There's a new Social Security rule going into effect at the end of the month, and it could change when you decide to start claiming your benefits.
It's your last chance to use a strategy known as "file and suspend," which can give your spouse an extra four years of monthly Social Security checks without reducing your own benefit.
The strategy has been available since 2000, but was criticized by the Obama Administration as an "unintended loophole." The Congressional budget act passed in November closed it up.
But you can still file and suspend your benefits up until April 29, as long as you've already turned 66 years old.
Related: How can you find an honest financial adviser
This is how it works: Lou, who is 66 or older, files for his benefits before the end of the month and immediately suspends them. What that does is allow his wife, Joanne, to start receiving spousal benefits, as soon as she turns 62. Meanwhile, Lou can hold off on receiving his benefits. By doing so, his future monthly check amount will grow by as much as 8% each year until he decides to claim it (or until he turns 70).
But after April 29, new retirees won't be able to claim their benefits this way. Joanne won't be able to claim spousal benefits unless Lou starts receiving his Social Security checks, too.

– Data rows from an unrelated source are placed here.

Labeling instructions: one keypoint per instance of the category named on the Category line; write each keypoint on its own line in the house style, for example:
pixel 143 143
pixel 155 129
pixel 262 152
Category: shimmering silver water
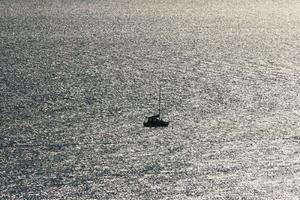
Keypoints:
pixel 78 77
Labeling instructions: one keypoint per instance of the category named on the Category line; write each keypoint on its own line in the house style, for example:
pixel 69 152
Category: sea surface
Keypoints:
pixel 78 78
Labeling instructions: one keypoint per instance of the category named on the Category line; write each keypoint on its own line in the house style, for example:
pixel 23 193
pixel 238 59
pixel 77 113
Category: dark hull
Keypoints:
pixel 156 124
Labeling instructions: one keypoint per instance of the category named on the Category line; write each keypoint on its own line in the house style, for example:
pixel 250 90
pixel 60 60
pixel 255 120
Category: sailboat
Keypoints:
pixel 156 120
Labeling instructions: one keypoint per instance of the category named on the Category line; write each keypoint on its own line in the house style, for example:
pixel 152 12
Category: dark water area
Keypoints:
pixel 77 79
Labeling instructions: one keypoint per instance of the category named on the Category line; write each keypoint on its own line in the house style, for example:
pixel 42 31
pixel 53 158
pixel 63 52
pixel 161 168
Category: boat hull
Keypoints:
pixel 156 124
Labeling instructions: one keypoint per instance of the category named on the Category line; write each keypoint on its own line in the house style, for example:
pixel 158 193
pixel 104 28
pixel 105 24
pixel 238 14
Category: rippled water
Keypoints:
pixel 78 77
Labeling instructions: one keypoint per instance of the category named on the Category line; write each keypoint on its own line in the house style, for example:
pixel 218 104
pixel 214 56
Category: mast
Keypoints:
pixel 159 99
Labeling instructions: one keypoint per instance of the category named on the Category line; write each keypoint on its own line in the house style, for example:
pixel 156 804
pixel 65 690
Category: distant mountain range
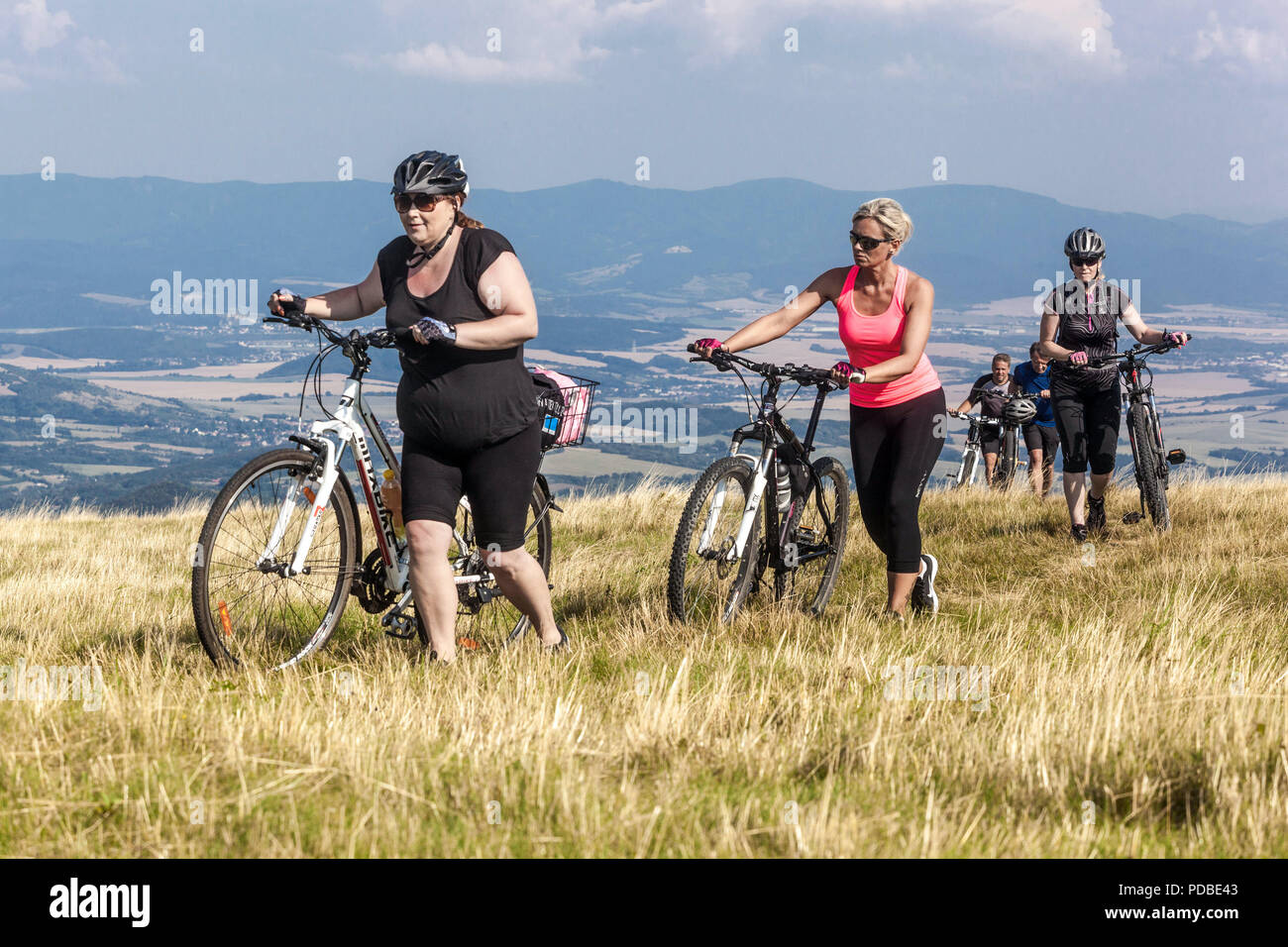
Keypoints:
pixel 595 247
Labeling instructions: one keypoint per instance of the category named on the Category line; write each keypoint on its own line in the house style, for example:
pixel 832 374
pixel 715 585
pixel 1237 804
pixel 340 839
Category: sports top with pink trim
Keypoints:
pixel 872 339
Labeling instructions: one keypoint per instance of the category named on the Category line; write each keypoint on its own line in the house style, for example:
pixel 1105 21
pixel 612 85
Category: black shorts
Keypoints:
pixel 990 440
pixel 497 478
pixel 1044 438
pixel 1087 421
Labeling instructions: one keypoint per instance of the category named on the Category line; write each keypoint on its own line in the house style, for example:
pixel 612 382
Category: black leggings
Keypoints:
pixel 497 478
pixel 1089 428
pixel 894 449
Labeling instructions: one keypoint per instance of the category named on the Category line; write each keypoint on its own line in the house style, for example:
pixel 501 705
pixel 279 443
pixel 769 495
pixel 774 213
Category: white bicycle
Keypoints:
pixel 281 549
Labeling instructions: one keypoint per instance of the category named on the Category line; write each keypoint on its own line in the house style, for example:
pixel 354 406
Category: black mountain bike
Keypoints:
pixel 973 454
pixel 1145 431
pixel 719 558
pixel 281 549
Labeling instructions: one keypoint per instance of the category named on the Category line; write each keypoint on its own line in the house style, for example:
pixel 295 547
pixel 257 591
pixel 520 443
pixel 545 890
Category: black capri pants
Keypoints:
pixel 1087 423
pixel 1041 437
pixel 894 450
pixel 497 478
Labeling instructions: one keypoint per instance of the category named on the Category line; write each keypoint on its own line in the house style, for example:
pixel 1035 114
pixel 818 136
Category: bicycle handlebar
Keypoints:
pixel 977 419
pixel 804 373
pixel 377 338
pixel 1136 352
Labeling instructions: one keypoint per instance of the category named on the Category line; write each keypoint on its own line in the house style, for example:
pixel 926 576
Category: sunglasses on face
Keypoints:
pixel 403 202
pixel 868 243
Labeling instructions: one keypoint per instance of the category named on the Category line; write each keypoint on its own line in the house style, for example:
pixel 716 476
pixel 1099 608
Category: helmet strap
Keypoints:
pixel 423 256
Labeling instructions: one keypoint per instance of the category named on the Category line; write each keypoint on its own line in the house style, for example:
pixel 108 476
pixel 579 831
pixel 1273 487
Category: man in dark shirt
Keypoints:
pixel 990 392
pixel 1039 436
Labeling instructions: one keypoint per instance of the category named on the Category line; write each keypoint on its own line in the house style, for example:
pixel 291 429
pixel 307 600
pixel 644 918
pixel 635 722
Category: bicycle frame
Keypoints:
pixel 1140 395
pixel 348 432
pixel 772 431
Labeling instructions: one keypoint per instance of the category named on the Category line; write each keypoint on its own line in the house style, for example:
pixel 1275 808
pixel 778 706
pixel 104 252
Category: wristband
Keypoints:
pixel 294 304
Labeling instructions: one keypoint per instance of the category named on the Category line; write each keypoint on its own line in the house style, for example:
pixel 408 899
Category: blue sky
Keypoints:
pixel 1125 106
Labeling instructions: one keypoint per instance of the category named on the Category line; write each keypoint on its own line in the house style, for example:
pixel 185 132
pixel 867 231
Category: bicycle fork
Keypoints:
pixel 318 501
pixel 748 515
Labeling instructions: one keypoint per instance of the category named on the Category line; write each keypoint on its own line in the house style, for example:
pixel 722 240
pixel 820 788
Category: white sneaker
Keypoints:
pixel 923 595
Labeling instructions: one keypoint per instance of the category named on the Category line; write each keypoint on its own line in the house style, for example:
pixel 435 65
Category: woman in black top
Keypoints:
pixel 467 403
pixel 1080 322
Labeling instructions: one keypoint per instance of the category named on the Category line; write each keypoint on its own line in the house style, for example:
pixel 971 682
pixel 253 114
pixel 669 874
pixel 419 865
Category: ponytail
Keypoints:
pixel 465 219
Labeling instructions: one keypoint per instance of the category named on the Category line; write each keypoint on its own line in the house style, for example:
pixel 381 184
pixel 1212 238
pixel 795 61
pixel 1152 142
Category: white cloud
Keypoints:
pixel 454 62
pixel 1054 30
pixel 557 40
pixel 97 56
pixel 546 44
pixel 38 27
pixel 1241 50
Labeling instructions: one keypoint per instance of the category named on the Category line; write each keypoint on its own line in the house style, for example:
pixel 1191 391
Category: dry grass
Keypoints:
pixel 1134 707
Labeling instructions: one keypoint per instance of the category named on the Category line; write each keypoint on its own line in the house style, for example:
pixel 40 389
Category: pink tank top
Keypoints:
pixel 871 339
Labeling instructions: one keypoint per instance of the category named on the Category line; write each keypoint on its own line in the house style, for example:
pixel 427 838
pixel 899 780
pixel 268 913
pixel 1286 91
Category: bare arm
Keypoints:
pixel 1046 344
pixel 505 291
pixel 782 321
pixel 1140 331
pixel 348 303
pixel 918 303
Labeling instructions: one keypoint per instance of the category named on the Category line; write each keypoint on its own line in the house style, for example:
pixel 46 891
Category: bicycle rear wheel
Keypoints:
pixel 703 581
pixel 1004 474
pixel 1150 467
pixel 246 608
pixel 815 540
pixel 484 615
pixel 966 474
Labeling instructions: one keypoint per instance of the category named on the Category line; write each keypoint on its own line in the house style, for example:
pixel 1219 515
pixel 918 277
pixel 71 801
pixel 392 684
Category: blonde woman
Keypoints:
pixel 897 402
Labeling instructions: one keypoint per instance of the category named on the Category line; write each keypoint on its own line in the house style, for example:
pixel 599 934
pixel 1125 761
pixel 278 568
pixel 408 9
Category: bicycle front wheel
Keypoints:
pixel 1150 468
pixel 706 578
pixel 1005 472
pixel 966 472
pixel 815 540
pixel 245 604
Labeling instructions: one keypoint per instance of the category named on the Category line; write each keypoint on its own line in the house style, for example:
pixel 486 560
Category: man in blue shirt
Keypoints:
pixel 1039 434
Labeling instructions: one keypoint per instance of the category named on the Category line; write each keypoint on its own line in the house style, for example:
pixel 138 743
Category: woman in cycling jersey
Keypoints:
pixel 897 402
pixel 1080 324
pixel 467 403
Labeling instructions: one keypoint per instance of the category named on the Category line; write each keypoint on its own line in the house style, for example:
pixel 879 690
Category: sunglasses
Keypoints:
pixel 868 243
pixel 403 202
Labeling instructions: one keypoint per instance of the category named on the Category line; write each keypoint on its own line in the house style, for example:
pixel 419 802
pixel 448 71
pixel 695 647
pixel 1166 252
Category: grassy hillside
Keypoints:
pixel 1134 707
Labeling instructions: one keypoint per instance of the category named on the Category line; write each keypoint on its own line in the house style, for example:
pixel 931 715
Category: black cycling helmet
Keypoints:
pixel 1019 411
pixel 1083 243
pixel 430 172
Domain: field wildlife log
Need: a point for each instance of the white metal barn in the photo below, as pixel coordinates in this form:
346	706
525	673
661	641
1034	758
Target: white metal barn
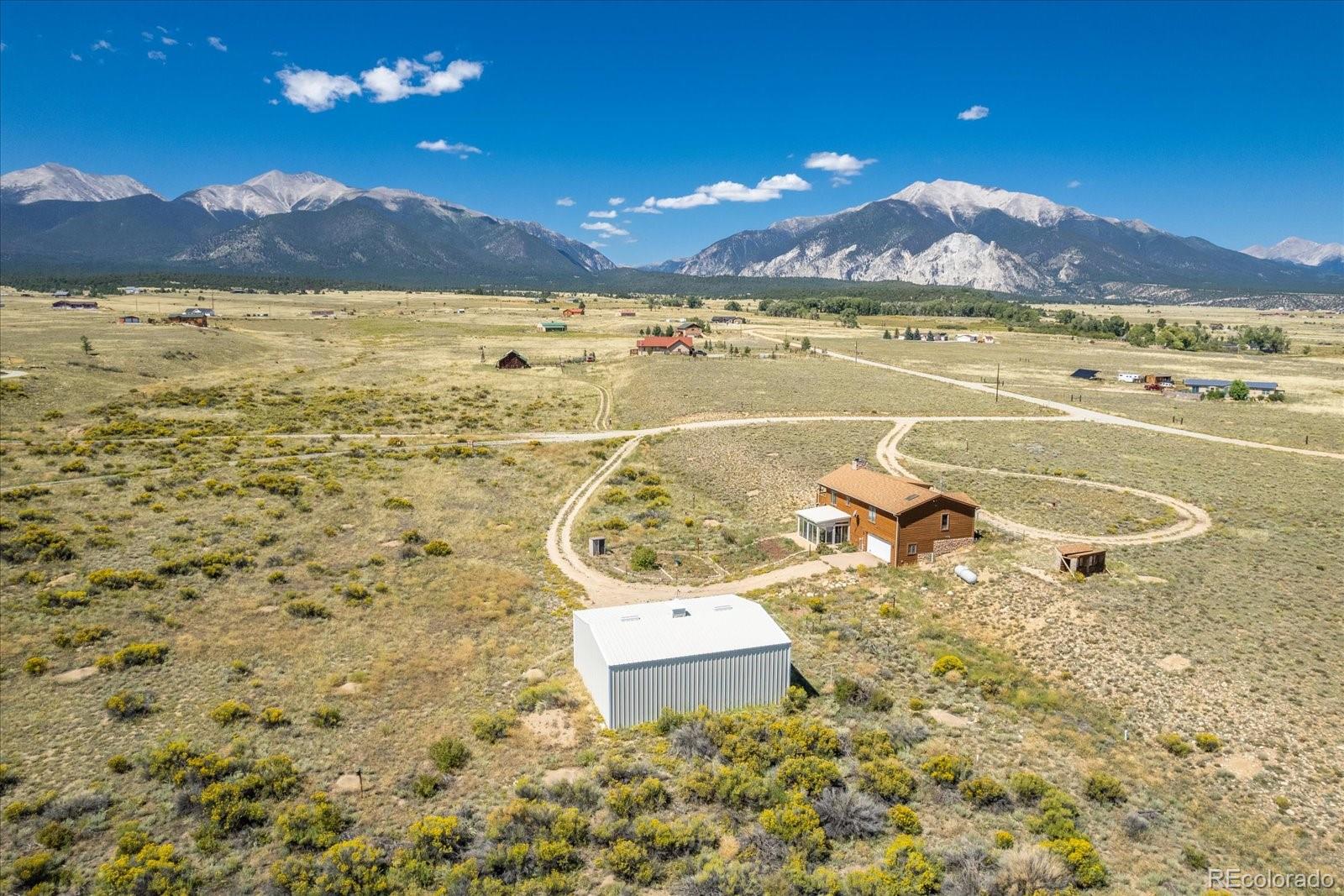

Related: How to tell whether you can afford to retire early
Just because you turn 66 before the end of the month, does not necessarily mean your spouse can start claiming spousal benefits, said Angela DiCastri, the director of retirement markets for Northwestern Mutual. You have to actually file and suspend before April 29.
"When in doubt, take some action. There's no downside to going ahead and filing and suspending," DiCastri said.
If you were intending to use the "file and suspend" claiming strategy but don't turn 66 before the end of the month, you might need to revise your retirement plan so that you don't end up short on funds early in your golden years.